Is Two Weeks in France Enough?

Two weeks is the sweet spot for France. It gives you time to do Paris properly, explore two or three regions, and still slow down long enough to feel like you are actually somewhere — rather than just moving between sights.

A one-week trip forces hard choices. A month is a luxury. Two weeks in France gives you genuine flexibility: time for an unplanned afternoon in a market town, a long lunch that stretches into the evening, or a spontaneous detour to a village you spotted from a train window.

How to Divide Your Two Weeks in France

The most natural way to structure two weeks in France is to start and end in Paris, with a regional loop in between. You arrive jet-lagged, spend two or three days in the capital getting your bearings, then head south or west before returning to Paris for your flight home.

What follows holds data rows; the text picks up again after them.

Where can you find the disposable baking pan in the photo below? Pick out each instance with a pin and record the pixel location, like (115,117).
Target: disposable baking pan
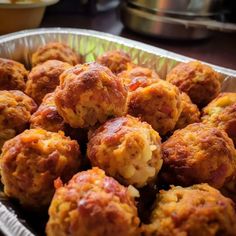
(14,221)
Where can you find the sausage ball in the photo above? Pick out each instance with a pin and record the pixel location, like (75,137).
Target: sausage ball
(15,112)
(190,113)
(137,76)
(116,61)
(89,94)
(55,51)
(44,78)
(221,113)
(159,104)
(198,154)
(198,80)
(92,204)
(13,75)
(196,210)
(127,149)
(31,161)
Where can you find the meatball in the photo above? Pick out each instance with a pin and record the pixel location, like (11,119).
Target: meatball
(127,149)
(92,204)
(137,76)
(116,61)
(55,51)
(44,78)
(196,210)
(190,113)
(31,161)
(15,112)
(198,154)
(221,113)
(13,75)
(89,94)
(198,80)
(159,104)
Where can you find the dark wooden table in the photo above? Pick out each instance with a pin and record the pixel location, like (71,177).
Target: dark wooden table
(219,49)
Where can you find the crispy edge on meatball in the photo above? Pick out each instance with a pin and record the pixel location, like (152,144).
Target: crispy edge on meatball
(198,154)
(56,51)
(31,161)
(92,204)
(89,94)
(196,210)
(159,104)
(117,61)
(190,112)
(198,80)
(15,112)
(44,78)
(13,75)
(127,149)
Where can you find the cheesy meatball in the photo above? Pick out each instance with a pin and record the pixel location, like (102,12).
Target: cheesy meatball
(116,61)
(137,76)
(15,112)
(44,78)
(198,154)
(13,75)
(159,104)
(196,210)
(190,113)
(89,94)
(31,161)
(55,51)
(198,80)
(92,204)
(221,113)
(127,149)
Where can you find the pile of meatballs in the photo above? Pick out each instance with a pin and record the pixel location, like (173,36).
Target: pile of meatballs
(100,145)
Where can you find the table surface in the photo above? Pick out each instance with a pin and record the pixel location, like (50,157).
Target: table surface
(219,49)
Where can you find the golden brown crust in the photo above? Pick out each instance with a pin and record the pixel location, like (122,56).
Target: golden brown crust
(92,204)
(13,75)
(197,210)
(126,149)
(15,112)
(116,61)
(190,113)
(221,113)
(159,104)
(198,80)
(89,94)
(198,154)
(44,78)
(31,161)
(56,51)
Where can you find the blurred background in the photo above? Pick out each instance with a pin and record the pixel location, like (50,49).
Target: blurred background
(202,29)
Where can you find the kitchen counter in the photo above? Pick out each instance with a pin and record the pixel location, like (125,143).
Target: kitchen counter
(219,49)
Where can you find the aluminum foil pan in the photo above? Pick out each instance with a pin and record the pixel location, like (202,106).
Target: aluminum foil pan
(19,46)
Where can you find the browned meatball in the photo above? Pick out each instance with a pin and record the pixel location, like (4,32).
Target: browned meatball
(190,113)
(116,61)
(196,210)
(56,51)
(44,78)
(31,162)
(92,204)
(159,104)
(13,75)
(89,94)
(15,112)
(198,154)
(221,113)
(198,80)
(127,149)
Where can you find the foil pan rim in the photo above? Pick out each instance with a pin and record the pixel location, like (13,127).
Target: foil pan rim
(114,38)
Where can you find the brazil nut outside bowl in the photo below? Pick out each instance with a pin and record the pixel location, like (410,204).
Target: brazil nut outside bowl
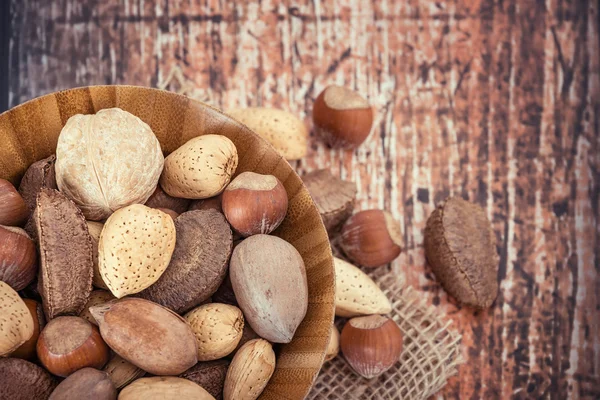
(29,132)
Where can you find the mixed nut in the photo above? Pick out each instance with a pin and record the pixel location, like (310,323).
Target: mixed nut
(122,251)
(165,266)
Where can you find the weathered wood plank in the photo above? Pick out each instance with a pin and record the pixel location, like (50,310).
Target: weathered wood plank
(496,101)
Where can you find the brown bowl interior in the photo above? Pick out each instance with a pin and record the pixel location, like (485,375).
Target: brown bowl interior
(29,132)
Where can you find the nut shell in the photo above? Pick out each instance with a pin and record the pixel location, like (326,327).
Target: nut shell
(87,383)
(121,372)
(255,203)
(16,322)
(39,174)
(199,262)
(371,238)
(269,281)
(201,168)
(95,229)
(135,248)
(333,197)
(460,246)
(160,199)
(371,344)
(250,371)
(218,329)
(68,344)
(27,350)
(97,298)
(210,375)
(342,118)
(66,254)
(13,210)
(107,161)
(356,293)
(23,380)
(333,348)
(18,257)
(286,132)
(164,387)
(129,326)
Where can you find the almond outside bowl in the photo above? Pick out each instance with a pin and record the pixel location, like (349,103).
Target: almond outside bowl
(29,133)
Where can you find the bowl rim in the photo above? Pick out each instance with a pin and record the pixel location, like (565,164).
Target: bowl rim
(5,115)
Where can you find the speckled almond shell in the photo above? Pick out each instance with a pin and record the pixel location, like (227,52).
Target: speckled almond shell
(135,248)
(106,161)
(199,262)
(356,293)
(285,131)
(460,247)
(29,133)
(200,168)
(23,380)
(66,254)
(16,322)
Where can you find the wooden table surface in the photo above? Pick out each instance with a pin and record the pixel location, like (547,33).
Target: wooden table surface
(495,101)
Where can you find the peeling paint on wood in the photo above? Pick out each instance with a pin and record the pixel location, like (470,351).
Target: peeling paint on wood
(495,101)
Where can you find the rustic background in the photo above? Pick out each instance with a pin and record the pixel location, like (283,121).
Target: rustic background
(495,101)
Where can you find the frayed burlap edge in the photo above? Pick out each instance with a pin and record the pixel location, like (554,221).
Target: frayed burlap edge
(431,353)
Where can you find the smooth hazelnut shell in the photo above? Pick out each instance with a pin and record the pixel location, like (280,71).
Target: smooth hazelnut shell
(371,344)
(371,238)
(27,350)
(341,128)
(13,210)
(18,258)
(254,211)
(68,344)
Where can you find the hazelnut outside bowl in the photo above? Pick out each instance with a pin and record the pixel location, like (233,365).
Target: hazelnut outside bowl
(29,133)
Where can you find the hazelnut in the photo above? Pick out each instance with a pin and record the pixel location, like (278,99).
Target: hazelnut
(18,257)
(333,197)
(68,344)
(342,117)
(255,203)
(27,349)
(371,345)
(13,210)
(333,348)
(371,238)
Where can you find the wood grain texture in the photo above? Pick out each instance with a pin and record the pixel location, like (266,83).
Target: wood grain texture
(496,101)
(30,132)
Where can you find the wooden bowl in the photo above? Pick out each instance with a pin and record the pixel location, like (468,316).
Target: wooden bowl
(29,132)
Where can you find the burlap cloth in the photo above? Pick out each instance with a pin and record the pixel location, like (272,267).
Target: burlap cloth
(431,353)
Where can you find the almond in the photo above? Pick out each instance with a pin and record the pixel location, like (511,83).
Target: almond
(95,229)
(199,262)
(66,254)
(356,293)
(148,335)
(286,132)
(201,168)
(16,322)
(218,329)
(135,248)
(164,387)
(250,371)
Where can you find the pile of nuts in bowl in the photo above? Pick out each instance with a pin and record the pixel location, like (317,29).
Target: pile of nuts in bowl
(134,264)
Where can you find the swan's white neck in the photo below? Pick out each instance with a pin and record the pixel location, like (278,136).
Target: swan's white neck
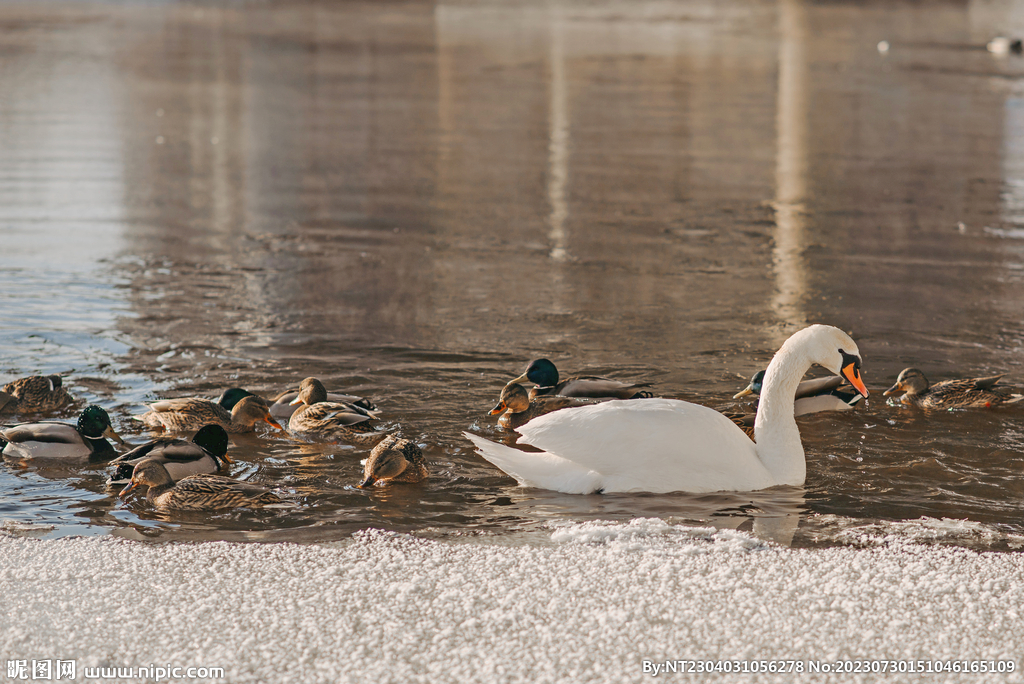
(775,430)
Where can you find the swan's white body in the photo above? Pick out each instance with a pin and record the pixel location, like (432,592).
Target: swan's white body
(669,445)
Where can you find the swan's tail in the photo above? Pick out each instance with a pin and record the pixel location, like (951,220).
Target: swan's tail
(539,469)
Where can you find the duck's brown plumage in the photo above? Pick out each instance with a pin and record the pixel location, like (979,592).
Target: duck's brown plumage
(197,493)
(34,394)
(517,408)
(912,387)
(331,420)
(394,460)
(190,414)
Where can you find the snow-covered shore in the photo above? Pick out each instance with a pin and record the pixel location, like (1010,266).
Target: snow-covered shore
(590,605)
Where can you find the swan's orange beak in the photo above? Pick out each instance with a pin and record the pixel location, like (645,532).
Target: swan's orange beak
(852,374)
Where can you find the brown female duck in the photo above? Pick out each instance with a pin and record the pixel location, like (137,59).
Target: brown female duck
(517,408)
(205,454)
(912,387)
(330,420)
(190,414)
(196,493)
(393,460)
(34,394)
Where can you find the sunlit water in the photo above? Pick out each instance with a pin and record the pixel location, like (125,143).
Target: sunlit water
(412,202)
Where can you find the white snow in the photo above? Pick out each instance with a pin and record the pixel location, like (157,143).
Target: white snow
(589,605)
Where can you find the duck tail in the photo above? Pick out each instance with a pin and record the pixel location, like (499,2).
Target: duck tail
(539,469)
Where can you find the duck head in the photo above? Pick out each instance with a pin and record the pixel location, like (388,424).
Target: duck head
(514,399)
(541,372)
(148,472)
(383,465)
(909,381)
(213,439)
(95,424)
(311,391)
(252,410)
(754,388)
(231,396)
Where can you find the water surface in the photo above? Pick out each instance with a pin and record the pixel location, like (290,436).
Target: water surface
(411,201)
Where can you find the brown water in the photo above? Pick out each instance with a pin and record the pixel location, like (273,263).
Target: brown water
(412,200)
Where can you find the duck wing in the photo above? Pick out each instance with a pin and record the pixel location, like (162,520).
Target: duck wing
(283,407)
(193,405)
(344,415)
(594,387)
(166,450)
(215,490)
(987,383)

A framework that works well for most first-time visitors:

  • Days 1–3: Paris
  • Days 4–6: Loire Valley
  • Days 7–9: Bordeaux and the Dordogne
  • Days 10–12: Provence
  • Days 13–14: The French Riviera

This route moves roughly south and west from Paris before looping to the Mediterranean coast. You can adapt it depending on your priorities — swap Bordeaux for Brittany, or the Riviera for Alsace, and the structure still holds.

Days 1–3: Paris

Start in Paris. Even if you have visited before, the city earns two full days at a minimum. Three is better.

Day 1: Arrive and Orient

On your first day, walk the Seine. Cross the bridges, find your bearings, and end up somewhere near the Eiffel Tower at dusk. Keep it simple. Save the museums for day two when your body clock has had time to settle.

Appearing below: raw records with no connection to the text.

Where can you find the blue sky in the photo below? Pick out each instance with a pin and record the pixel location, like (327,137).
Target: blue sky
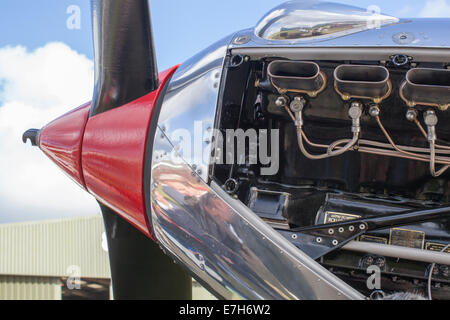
(181,27)
(46,69)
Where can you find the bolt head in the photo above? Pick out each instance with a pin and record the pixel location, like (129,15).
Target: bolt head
(281,102)
(411,115)
(431,118)
(298,104)
(356,110)
(374,111)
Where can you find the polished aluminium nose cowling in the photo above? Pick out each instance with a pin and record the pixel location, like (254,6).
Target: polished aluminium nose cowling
(297,76)
(362,82)
(427,87)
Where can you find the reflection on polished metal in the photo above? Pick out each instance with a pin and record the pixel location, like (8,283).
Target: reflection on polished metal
(293,25)
(222,242)
(296,20)
(362,82)
(399,252)
(192,97)
(427,87)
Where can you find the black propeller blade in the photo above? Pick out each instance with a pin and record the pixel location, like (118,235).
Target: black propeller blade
(125,63)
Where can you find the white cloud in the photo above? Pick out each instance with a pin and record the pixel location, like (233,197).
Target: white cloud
(436,9)
(37,87)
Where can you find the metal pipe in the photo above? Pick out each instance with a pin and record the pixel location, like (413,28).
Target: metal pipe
(399,252)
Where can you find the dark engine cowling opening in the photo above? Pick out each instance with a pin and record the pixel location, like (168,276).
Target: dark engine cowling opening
(306,192)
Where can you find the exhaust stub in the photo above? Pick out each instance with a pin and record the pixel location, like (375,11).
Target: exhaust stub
(297,76)
(362,82)
(427,87)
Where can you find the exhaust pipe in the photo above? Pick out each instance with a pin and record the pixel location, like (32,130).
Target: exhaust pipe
(362,82)
(427,87)
(297,76)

Day 2: The Louvre and the Marais

Spend your morning at the Louvre or the Musée d’Orsay — pick one, not both. In the afternoon, walk the Marais district. The streets around Place des Vosges are some of the finest in Paris, and the neighbourhood has excellent food markets and independent cafés.

Day 3: A Day Trip Out of the City

On day three, take a half-day excursion outside Paris. Versailles is the obvious choice and genuinely extraordinary. Giverny — Monet’s garden in Normandy — is wonderful in spring and early summer. Both are under two hours by public transport from central Paris.

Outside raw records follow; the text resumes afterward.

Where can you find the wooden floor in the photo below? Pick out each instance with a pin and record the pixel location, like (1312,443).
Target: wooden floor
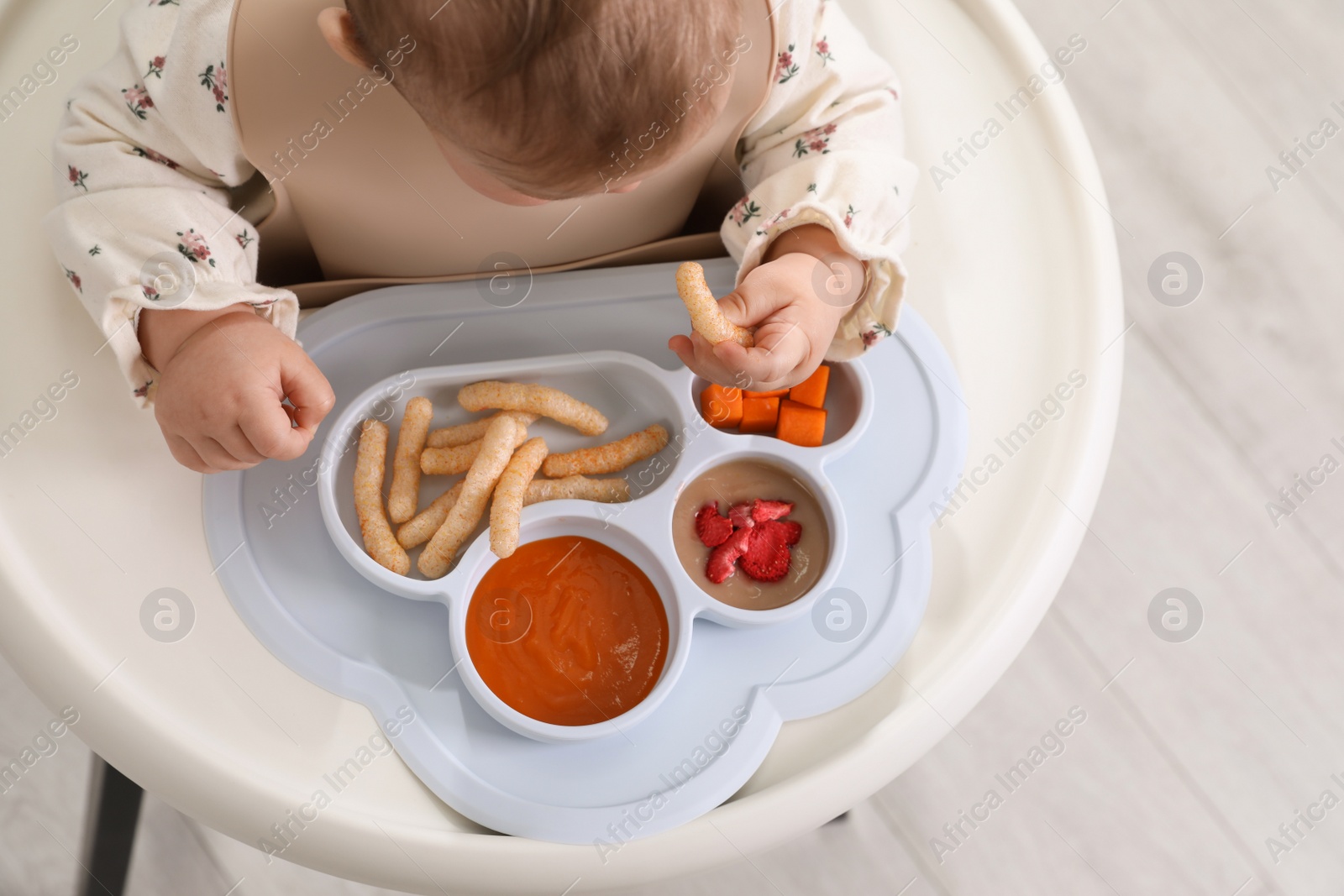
(1191,755)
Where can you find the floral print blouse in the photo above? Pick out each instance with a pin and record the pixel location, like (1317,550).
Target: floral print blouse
(147,154)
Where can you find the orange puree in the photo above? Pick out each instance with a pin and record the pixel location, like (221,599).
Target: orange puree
(568,631)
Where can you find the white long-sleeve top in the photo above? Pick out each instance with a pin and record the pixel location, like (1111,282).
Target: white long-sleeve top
(147,152)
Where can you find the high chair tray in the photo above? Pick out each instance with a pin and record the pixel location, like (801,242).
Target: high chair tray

Days 4–6: The Loire Valley

The Loire Valley sits about 90 minutes south of Paris by TGV. It is the heart of château country — the region where French royalty chose to spend their summers for two centuries, leaving behind more than 300 castles along the river and its tributaries.

You do not need to visit every château. Pick three or four and take your time at each one. Chambord is unmissable — its rooftop terrace and extraordinary double-helix staircase (attributed to Leonardo da Vinci) reward every minute you spend there. Chenonceau, which spans the River Cher on graceful stone arches, is arguably the most beautiful building in France.

A hire car works best in the Loire Valley. The châteaux spread over a wide area, and the villages and wine towns between them are very much part of the experience.

See our Loire Valley travel guide for recommended bases, wine villages, and a full châteaux route.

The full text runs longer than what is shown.